- Hangul: 조지린
- Hanja: 趙之遴
- RR: Jo Jirin
- MR: Cho Chirin

Posthumous name
- Hangul: 공화
- Hanja: 恭華
- RR: Gonghwa
- MR: Konghwa

= Cho Chirin =

Goryeo official (died 1011)

Cho Chirin (died 1011) was a Goryeo official and diplomat and the progenitor of the Paechon Cho clan.

==Biography==
Cho Chirin was from Ŭnch'ŏn-hyŏn in Paekchu, in modern-day Paechon, North Korea. The Paechon Cho clan claims Cho Chirin as their founder. According to the clan, Cho was the third son of Zhao Dezhao, the crown prince of Emperor Taizu of Song. In 979, Cho fled to Goryeo after a dispute about the imperial succession and settled in Ŭnch'ŏn-hyŏn.

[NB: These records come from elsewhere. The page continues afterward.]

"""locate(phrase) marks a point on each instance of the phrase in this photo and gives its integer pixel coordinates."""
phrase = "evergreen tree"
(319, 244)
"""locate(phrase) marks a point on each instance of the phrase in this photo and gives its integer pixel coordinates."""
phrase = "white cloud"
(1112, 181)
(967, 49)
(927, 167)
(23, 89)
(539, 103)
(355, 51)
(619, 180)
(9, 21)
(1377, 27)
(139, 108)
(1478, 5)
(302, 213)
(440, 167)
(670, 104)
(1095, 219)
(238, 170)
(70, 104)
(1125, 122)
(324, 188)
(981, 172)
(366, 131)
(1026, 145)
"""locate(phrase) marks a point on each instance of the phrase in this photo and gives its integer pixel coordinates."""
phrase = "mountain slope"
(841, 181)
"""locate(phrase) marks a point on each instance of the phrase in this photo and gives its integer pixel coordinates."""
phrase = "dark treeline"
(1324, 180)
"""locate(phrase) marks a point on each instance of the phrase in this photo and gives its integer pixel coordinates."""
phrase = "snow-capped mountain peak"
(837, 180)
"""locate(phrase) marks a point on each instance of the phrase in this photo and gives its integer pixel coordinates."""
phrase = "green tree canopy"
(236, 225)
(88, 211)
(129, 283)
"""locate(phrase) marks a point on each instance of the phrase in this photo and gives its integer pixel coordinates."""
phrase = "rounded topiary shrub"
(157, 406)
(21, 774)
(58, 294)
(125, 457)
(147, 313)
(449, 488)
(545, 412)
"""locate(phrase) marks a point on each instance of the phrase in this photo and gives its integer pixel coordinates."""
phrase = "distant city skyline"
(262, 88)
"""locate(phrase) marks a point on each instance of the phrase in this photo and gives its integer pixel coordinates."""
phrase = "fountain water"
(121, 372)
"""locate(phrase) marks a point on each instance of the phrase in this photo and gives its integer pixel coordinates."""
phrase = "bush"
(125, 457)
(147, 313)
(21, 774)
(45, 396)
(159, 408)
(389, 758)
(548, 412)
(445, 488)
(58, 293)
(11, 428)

In 995, as the left recipient of edicts, Cho was sent as a diplomatic envoy to the Liao dynasty to propose a royal marriage between Goryeo and the Liao. He was able to broker a marriage between King Seongjong and Xiao Hengde's daughter, who was also the maternal granddaughter of Emperor Jingzong of Liao. Cho died in 1011 with the positions of Vice Director of the Left of the Secretariat and assistant executive in political affairs, and was given the posthumous name of Konghwa.